🤖 AI Summary
This work addresses the safety degradation of aligned large language models (LLMs) during fine-tuning. We identify and formally define, at the parameter level, a contiguous mid-layer segment—the “safety layers”—whose parameters are decisive for malicious query detection, revealing them as the core structural basis for robust refusal capability. To preserve this capability, we propose Safety-aware Partial-Parameter Fine-Tuning (SPPFT), which freezes gradients of the safety layers during adaptation. Through layer-wise input vector variation analysis, over-refusal modeling, and parameter scaling analysis, we empirically validate that SPPFT significantly mitigates fine-tuning-induced safety deterioration while maintaining task performance and reducing computational overhead. Our findings establish that the safety layers constitute an intrinsic, functionally critical architecture for reliable refusal behavior in aligned LLMs.
📝 Abstract
Aligned LLMs are secure, capable of recognizing and refusing to answer malicious questions.

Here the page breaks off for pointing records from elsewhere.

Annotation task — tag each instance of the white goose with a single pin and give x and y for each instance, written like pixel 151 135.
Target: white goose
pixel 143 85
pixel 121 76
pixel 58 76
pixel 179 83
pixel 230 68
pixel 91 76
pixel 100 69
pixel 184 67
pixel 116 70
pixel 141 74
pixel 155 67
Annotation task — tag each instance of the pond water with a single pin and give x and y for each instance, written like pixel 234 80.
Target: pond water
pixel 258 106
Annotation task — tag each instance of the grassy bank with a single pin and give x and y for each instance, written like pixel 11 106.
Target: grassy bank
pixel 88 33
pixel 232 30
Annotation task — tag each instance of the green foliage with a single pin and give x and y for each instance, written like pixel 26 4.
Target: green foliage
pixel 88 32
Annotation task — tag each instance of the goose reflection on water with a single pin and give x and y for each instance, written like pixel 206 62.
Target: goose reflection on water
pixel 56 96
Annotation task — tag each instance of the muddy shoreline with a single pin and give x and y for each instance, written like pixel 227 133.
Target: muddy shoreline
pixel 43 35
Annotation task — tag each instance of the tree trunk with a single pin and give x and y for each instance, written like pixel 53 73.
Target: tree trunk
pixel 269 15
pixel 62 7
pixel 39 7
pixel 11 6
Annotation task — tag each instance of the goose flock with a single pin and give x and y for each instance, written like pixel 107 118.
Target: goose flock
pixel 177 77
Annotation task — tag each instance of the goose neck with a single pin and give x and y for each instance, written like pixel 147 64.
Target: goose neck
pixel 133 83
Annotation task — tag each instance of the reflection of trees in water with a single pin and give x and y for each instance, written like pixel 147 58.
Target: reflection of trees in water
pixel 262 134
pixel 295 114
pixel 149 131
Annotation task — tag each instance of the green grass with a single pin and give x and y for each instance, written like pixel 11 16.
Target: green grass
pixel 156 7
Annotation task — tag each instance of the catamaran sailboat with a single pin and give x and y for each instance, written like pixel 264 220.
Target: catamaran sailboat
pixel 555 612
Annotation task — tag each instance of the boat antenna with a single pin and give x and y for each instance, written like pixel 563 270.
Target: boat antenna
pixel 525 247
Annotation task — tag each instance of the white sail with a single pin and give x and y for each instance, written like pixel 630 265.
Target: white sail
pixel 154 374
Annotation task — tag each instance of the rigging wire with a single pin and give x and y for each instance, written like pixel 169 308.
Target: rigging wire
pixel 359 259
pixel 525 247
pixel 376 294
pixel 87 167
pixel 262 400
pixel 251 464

However, the role of internal parameters in maintaining such security is not well understood yet, further these models can be vulnerable to security degradation when subjected to fine-tuning attacks. To address these challenges, our work uncovers the mechanism behind security in aligned LLMs at the parameter level, identifying a small set of contiguous layers in the middle of the model that are crucial for distinguishing malicious queries from normal ones, referred to as ``safety layers". We first confirm the existence of these safety layers by analyzing variations in input vectors within the model's internal layers. Additionally, we leverage the over-rejection phenomenon and parameters scaling analysis to precisely locate the safety layers. Building on these findings, we propose a novel fine-tuning approach, Safely Partial-Parameter Fine-Tuning (SPPFT), that fixes the gradient of the safety layers during fine-tuning to address the security degradation. Our experiments demonstrate that the proposed approach can significantly preserve LLM security while maintaining performance and reducing computational resources compared to full fine-tuning.